= Frederick Gebbie =

British civil engineer (1871–1939)

Sir Frederick St John Gebbie CIE (7 August 1871 - 20 March 1939) was a British civil engineer in India.

Gebbie was born in Buenos Aires, Argentina, and educated at Edinburgh Collegiate School, the University of Edinburgh and the Royal Indian Engineering College. He joined the Bombay Presidency Public Works Department as an assistant engineer in 1893, was promoted to executive engineer in 1899, superintending engineer in 1911, and chief engineer in 1915, and became secretary of the department in 1916. He worked for many years in Sind and was one of the main proponents of the Lloyd Barrage at Sukkur, which was constructed to irrigate the region.

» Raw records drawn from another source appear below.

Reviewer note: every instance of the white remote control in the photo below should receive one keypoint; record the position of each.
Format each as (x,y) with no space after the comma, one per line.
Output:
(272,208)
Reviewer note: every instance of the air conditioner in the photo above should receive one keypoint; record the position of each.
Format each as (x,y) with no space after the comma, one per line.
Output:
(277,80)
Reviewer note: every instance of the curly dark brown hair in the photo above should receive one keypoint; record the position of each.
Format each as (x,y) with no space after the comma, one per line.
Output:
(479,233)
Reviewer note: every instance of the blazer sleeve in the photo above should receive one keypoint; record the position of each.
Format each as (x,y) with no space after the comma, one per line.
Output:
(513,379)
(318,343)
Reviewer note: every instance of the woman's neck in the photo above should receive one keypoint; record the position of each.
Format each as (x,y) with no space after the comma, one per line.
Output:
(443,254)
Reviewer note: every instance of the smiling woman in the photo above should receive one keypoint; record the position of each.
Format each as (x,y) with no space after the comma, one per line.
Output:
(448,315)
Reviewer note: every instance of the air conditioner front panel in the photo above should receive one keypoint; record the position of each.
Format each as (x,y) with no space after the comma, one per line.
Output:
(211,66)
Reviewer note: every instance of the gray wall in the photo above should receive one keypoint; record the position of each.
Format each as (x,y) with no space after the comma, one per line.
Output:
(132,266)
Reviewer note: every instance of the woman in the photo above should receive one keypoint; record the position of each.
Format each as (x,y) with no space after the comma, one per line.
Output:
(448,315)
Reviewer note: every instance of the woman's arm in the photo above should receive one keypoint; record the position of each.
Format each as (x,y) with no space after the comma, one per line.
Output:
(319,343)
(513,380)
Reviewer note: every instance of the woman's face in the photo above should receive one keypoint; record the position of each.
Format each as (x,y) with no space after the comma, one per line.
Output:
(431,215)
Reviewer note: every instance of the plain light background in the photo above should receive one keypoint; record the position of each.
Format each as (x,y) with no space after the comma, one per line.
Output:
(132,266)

In 1920, Gebbie was sent to Egypt to chair the Nile Projects Commission, which examined irrigation of the River Nile. In 1921, he was appointed Inspector-General of Irrigation of the Government of India, and was instrumental in the construction of defences to prevent the town of Dera Ismail Dun being flooded by the Indus. His post was abolished in 1923 and he was appointed Consulting Engineer to the Government of India. He retired in 1926.

Gebbie was appointed a Companion of the Order of the Indian Empire (CIE) in the 1920 New Year Honours and was knighted in 1925.